According to the SEC's complaint, filed in federal court in Manhattan, the inside information about Polycom and Google used by Whitman is the same information that the SEC has previously alleged Khan provided to many of her hedge fund contacts, including Rajaratnam as well as Robert Feinblatt and Jeffrey Yokuty at Trivium Capital.

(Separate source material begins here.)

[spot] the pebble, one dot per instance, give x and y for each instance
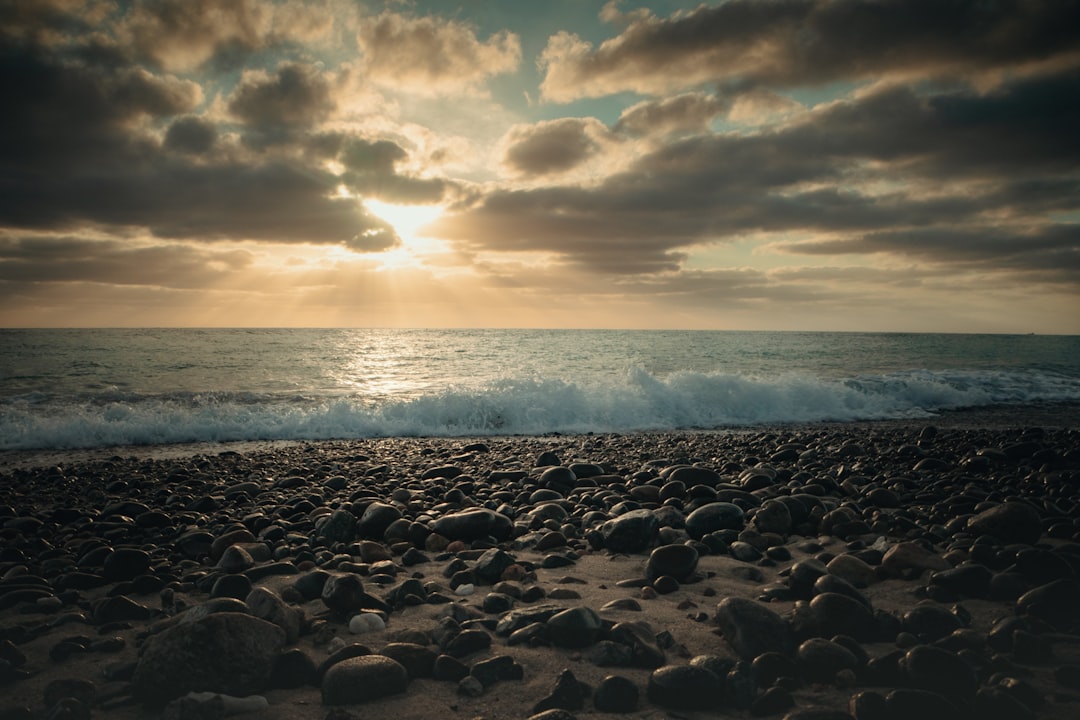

The SEC alleges that Khan illegally tipped Whitman in January 2006 with information about Polycom's quarterly financial results, and she noted that these details were nonpublic and acquired from a source at Polycom. Whitman Capital accumulated 132,263 shares of Polycom stock in the next two weeks. When the company announced its results on January 25, Whitman Capital liquidated its entire Polycom position for a profit of more than $360,000. On at least one later occasion, in September 2008, Whitman asked Khan to contact her Polycom source to obtain inside information about the company's upcoming earnings so the two could "short it." When Khan rebuffed Whitman citing a fear of getting caught, Whitman suggested that she use "Skype" to avoid detection. Whitman later stated that he would stop speaking to Khan if she wasn't going to be a "slimeball" anymore.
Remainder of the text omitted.